A agência de notação financeira aponta para quebras nas receitas das rendas nos segmentos de retalho e escritório.

A Moody's antevê que os segmentos imobiliários do retalho e escritórios a nível europeu apresentem ainda uma perspetiva negativa em 2022. A agência de notação financeira prevê uma quebra nas receitas das rendas destes produtos, principalmente nos centros comerciais, e uma maior dificuldade no financiamento de novos projetos. Já as áreas residencial e de logística dão sinais de resiliência.

Num relatório publicado esta segunda-feira, a Moody's Investors Service aponta para que os proveitos das rendas diminuam 2% devido à quebra na ocupação de espaços comerciais e de escritórios devido à pandemia do novo coronavírus.

"Os proprietários de lojas vão continuar a enfrentar um ambiente operacional difícil, com a procura por espaços a apresentar-se ainda moderada", diz a agência. "A crise económica também afetou a confiança dos empresários e desacelerou a atividade de locação de escritórios", adianta ainda.

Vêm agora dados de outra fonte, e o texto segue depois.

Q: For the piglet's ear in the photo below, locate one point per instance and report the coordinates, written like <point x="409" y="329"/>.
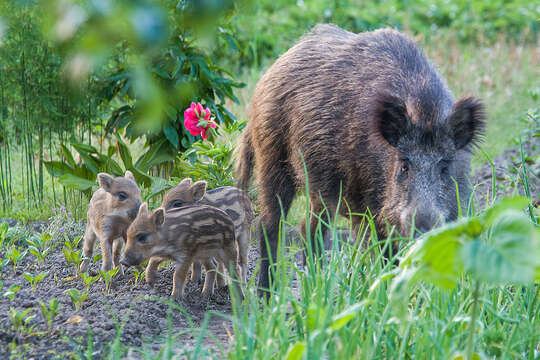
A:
<point x="158" y="216"/>
<point x="198" y="190"/>
<point x="186" y="181"/>
<point x="129" y="175"/>
<point x="391" y="118"/>
<point x="467" y="122"/>
<point x="143" y="210"/>
<point x="105" y="181"/>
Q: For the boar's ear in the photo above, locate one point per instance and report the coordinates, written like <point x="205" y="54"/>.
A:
<point x="105" y="181"/>
<point x="158" y="216"/>
<point x="467" y="122"/>
<point x="129" y="175"/>
<point x="198" y="190"/>
<point x="186" y="181"/>
<point x="143" y="210"/>
<point x="391" y="118"/>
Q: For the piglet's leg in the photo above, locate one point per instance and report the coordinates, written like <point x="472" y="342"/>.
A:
<point x="196" y="272"/>
<point x="88" y="247"/>
<point x="151" y="270"/>
<point x="117" y="252"/>
<point x="106" y="253"/>
<point x="221" y="279"/>
<point x="179" y="279"/>
<point x="210" y="278"/>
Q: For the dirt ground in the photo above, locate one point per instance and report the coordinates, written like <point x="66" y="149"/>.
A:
<point x="143" y="315"/>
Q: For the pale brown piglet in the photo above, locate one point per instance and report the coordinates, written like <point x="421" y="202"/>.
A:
<point x="111" y="210"/>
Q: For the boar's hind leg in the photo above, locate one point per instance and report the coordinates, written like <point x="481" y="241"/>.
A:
<point x="196" y="272"/>
<point x="318" y="210"/>
<point x="180" y="277"/>
<point x="277" y="191"/>
<point x="229" y="257"/>
<point x="88" y="247"/>
<point x="210" y="278"/>
<point x="117" y="252"/>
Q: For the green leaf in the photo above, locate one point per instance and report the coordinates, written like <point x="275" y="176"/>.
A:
<point x="57" y="168"/>
<point x="511" y="255"/>
<point x="171" y="135"/>
<point x="76" y="182"/>
<point x="341" y="319"/>
<point x="296" y="352"/>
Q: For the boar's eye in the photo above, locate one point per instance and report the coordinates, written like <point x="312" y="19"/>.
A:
<point x="177" y="203"/>
<point x="142" y="238"/>
<point x="404" y="166"/>
<point x="444" y="165"/>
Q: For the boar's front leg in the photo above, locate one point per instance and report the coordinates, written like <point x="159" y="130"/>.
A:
<point x="179" y="278"/>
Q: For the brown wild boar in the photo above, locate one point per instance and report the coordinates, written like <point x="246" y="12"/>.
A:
<point x="184" y="235"/>
<point x="111" y="210"/>
<point x="233" y="201"/>
<point x="371" y="119"/>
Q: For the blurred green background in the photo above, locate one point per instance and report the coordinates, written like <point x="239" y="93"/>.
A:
<point x="97" y="85"/>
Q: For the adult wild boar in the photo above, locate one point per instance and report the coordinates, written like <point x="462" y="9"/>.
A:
<point x="371" y="119"/>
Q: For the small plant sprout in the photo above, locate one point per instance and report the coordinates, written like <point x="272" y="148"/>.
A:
<point x="72" y="256"/>
<point x="15" y="256"/>
<point x="34" y="279"/>
<point x="38" y="246"/>
<point x="12" y="291"/>
<point x="137" y="274"/>
<point x="88" y="280"/>
<point x="3" y="233"/>
<point x="49" y="312"/>
<point x="107" y="277"/>
<point x="78" y="297"/>
<point x="20" y="321"/>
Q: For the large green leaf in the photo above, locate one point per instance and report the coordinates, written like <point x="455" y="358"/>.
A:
<point x="76" y="182"/>
<point x="510" y="255"/>
<point x="57" y="168"/>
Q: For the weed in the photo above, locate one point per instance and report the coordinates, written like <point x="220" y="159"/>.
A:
<point x="49" y="312"/>
<point x="88" y="280"/>
<point x="34" y="279"/>
<point x="12" y="291"/>
<point x="108" y="277"/>
<point x="20" y="321"/>
<point x="15" y="256"/>
<point x="78" y="297"/>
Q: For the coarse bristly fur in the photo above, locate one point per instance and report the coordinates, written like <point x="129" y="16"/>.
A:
<point x="111" y="210"/>
<point x="372" y="119"/>
<point x="233" y="201"/>
<point x="183" y="235"/>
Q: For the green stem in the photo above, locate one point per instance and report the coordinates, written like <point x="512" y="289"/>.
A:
<point x="470" y="340"/>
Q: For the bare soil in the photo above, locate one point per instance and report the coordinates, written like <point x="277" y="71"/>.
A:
<point x="141" y="317"/>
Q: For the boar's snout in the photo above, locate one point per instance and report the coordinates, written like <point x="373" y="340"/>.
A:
<point x="426" y="220"/>
<point x="130" y="260"/>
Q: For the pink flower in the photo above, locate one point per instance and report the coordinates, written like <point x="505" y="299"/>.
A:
<point x="197" y="120"/>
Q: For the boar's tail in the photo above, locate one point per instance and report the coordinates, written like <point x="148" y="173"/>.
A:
<point x="245" y="161"/>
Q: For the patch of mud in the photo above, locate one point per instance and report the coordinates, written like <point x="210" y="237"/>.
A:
<point x="144" y="316"/>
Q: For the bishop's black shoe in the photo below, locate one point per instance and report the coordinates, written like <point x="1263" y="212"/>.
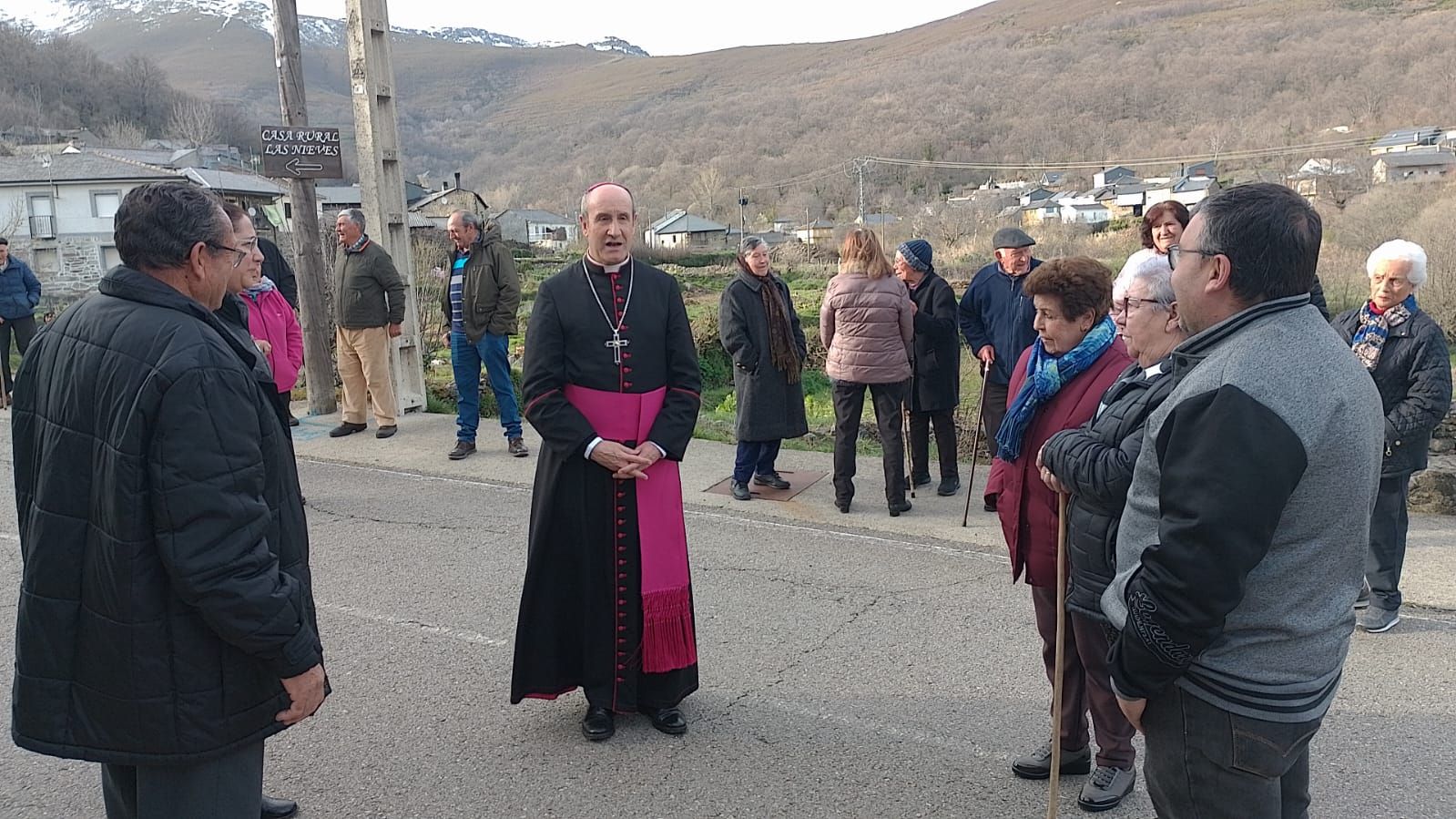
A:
<point x="770" y="480"/>
<point x="667" y="721"/>
<point x="597" y="724"/>
<point x="279" y="808"/>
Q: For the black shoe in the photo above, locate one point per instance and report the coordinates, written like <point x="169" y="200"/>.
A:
<point x="770" y="480"/>
<point x="597" y="724"/>
<point x="667" y="721"/>
<point x="279" y="808"/>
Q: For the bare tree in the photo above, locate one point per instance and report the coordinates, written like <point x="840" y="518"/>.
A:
<point x="121" y="133"/>
<point x="708" y="189"/>
<point x="194" y="121"/>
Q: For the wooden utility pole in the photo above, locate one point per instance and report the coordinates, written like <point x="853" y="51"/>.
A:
<point x="382" y="179"/>
<point x="308" y="247"/>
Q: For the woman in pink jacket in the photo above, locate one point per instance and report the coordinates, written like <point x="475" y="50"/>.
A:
<point x="867" y="325"/>
<point x="277" y="333"/>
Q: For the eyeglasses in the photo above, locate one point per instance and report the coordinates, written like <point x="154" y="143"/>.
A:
<point x="1129" y="305"/>
<point x="240" y="254"/>
<point x="1174" y="251"/>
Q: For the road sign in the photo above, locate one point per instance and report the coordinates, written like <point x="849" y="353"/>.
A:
<point x="301" y="153"/>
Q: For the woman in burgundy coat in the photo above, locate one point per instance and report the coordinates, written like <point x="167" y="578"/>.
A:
<point x="1056" y="385"/>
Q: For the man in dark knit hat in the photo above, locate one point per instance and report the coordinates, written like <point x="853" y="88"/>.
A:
<point x="994" y="318"/>
<point x="935" y="386"/>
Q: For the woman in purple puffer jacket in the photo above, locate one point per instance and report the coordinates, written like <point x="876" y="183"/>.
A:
<point x="276" y="330"/>
<point x="867" y="325"/>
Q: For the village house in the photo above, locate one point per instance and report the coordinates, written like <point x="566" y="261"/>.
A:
<point x="437" y="207"/>
<point x="1414" y="167"/>
<point x="537" y="228"/>
<point x="683" y="230"/>
<point x="57" y="211"/>
<point x="1115" y="175"/>
<point x="1404" y="140"/>
<point x="1095" y="213"/>
<point x="817" y="232"/>
<point x="1325" y="178"/>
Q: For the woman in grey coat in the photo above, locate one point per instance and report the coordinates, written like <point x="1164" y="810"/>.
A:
<point x="762" y="334"/>
<point x="1405" y="352"/>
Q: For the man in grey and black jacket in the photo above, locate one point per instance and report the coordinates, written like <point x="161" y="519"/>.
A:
<point x="1242" y="546"/>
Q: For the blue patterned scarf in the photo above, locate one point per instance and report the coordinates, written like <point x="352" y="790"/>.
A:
<point x="1369" y="340"/>
<point x="1045" y="374"/>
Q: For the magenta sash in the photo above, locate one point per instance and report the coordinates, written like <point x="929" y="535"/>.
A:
<point x="667" y="609"/>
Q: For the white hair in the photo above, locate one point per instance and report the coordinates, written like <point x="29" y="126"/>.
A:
<point x="1158" y="276"/>
<point x="1400" y="250"/>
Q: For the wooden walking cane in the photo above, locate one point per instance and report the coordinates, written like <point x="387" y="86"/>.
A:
<point x="1053" y="796"/>
<point x="909" y="466"/>
<point x="976" y="447"/>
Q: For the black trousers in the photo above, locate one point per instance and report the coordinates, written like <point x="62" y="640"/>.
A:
<point x="992" y="411"/>
<point x="850" y="405"/>
<point x="225" y="787"/>
<point x="1205" y="763"/>
<point x="943" y="444"/>
<point x="24" y="330"/>
<point x="1388" y="527"/>
<point x="755" y="458"/>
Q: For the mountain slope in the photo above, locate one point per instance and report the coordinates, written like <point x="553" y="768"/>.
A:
<point x="1015" y="80"/>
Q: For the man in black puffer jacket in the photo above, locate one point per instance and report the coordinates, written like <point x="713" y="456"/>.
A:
<point x="1405" y="353"/>
<point x="167" y="619"/>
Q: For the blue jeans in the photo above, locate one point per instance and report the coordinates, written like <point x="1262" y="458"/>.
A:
<point x="755" y="458"/>
<point x="466" y="360"/>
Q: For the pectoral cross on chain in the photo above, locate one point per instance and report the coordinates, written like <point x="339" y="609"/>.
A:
<point x="616" y="344"/>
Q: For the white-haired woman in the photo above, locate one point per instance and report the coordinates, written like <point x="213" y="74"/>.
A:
<point x="1405" y="352"/>
<point x="1094" y="464"/>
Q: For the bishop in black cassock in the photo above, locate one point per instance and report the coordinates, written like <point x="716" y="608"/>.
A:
<point x="607" y="604"/>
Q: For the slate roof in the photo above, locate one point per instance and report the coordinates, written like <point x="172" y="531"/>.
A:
<point x="85" y="167"/>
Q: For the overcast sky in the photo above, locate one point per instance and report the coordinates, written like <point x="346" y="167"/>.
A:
<point x="685" y="26"/>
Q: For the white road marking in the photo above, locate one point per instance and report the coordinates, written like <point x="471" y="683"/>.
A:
<point x="417" y="626"/>
<point x="907" y="546"/>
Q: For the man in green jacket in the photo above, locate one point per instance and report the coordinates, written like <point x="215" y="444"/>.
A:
<point x="481" y="303"/>
<point x="369" y="308"/>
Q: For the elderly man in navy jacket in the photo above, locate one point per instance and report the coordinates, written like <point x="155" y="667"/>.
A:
<point x="19" y="294"/>
<point x="994" y="318"/>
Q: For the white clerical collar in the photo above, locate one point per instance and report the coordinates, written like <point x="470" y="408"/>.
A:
<point x="610" y="269"/>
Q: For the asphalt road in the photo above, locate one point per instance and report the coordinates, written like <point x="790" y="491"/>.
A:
<point x="845" y="673"/>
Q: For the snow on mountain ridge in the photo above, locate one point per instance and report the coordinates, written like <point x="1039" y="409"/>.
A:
<point x="72" y="16"/>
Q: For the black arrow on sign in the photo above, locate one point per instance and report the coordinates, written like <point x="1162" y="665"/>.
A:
<point x="300" y="168"/>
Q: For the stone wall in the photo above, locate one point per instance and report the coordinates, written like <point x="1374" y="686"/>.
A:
<point x="79" y="265"/>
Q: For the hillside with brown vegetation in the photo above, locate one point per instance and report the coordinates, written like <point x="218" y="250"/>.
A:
<point x="1013" y="80"/>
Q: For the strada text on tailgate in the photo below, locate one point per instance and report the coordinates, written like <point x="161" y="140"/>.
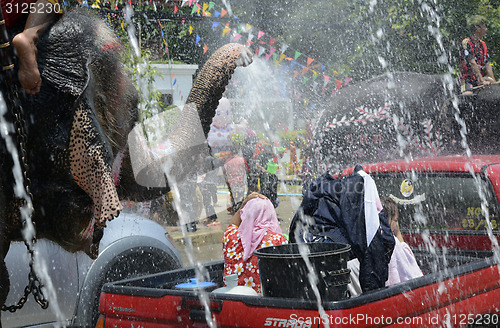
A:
<point x="448" y="209"/>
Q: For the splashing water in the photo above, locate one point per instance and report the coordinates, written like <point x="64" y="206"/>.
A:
<point x="26" y="211"/>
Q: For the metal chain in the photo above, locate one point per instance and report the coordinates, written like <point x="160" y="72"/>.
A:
<point x="34" y="284"/>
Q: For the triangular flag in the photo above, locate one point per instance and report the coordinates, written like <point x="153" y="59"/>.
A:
<point x="315" y="75"/>
<point x="262" y="50"/>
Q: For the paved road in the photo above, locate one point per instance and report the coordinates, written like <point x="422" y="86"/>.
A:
<point x="205" y="245"/>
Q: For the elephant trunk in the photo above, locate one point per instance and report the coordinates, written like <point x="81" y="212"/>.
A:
<point x="213" y="79"/>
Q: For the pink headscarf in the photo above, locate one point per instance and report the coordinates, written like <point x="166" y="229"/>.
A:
<point x="257" y="217"/>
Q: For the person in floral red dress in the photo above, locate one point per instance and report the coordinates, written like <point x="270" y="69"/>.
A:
<point x="253" y="226"/>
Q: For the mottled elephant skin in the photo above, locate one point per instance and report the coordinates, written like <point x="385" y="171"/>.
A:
<point x="76" y="134"/>
<point x="403" y="114"/>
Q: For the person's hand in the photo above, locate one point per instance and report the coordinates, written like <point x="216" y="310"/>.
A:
<point x="252" y="196"/>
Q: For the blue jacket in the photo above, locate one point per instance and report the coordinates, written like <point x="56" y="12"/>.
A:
<point x="332" y="210"/>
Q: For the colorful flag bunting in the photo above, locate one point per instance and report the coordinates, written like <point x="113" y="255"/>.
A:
<point x="237" y="37"/>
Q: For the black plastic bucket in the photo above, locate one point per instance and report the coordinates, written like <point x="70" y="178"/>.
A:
<point x="284" y="273"/>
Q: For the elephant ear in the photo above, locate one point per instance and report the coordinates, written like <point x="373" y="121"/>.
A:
<point x="66" y="50"/>
<point x="213" y="79"/>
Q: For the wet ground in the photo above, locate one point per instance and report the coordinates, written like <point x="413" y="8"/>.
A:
<point x="207" y="240"/>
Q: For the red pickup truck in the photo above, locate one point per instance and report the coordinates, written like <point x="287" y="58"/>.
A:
<point x="449" y="215"/>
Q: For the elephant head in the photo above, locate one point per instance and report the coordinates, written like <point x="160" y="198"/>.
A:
<point x="398" y="115"/>
<point x="78" y="128"/>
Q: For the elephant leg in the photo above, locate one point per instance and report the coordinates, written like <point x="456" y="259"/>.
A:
<point x="4" y="274"/>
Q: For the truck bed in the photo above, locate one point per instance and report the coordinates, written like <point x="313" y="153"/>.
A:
<point x="464" y="291"/>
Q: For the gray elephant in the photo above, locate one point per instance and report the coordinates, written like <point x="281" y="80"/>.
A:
<point x="76" y="135"/>
<point x="403" y="114"/>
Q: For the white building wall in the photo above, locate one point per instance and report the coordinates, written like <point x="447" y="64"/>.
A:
<point x="183" y="78"/>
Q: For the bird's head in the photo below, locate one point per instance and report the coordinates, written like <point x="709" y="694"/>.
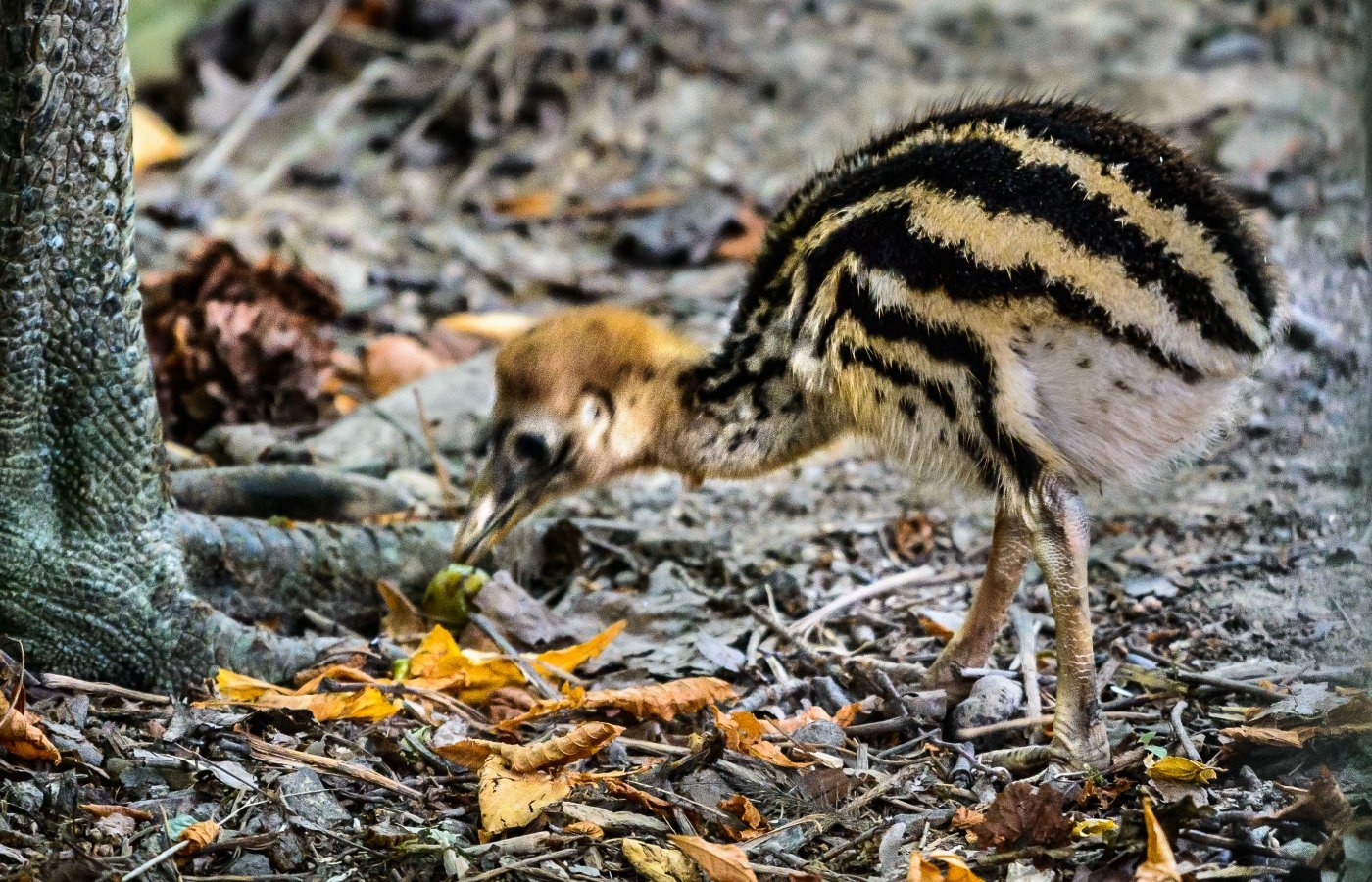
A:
<point x="580" y="398"/>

Para a Moody's, o crédito às empresas de logística deverá fortalecer-se devido ao aumento das avaliações, assim como o segmento residencial continuará resiliente.

Segundo Ana Luz Silva, analista da Moody's Investors Service, a perspetiva negativa assenta na antevisão de sérias dificuldades no setor do retalho, tendo em conta que as vendas irão continuar a sofrer com os bloqueios da pandemia e a procura de espaços estará negativamente impactada por esses efeitos.

A responsável alerta também que a crise económica "afetou a confiança dos empresários e desacelerou a atividade de leasing no segmento de escritórios".

"Por outro lado, as empresas de logística beneficiarão com o boom do comércio eletrónico e as receitas das rendas residenciais permanecerão mais estáveis, especialmente em mercados regulamentados com fortes sistemas de segurança social".

Para a Moody's, as baixas taxas de juros irão continuar a apoiar a liquidez do setor e os valores das propriedades, apesar da incerteza económica. O financiamento bancário, embora robusto, irá tornar-se mais seletivo em todas as classes de ativos.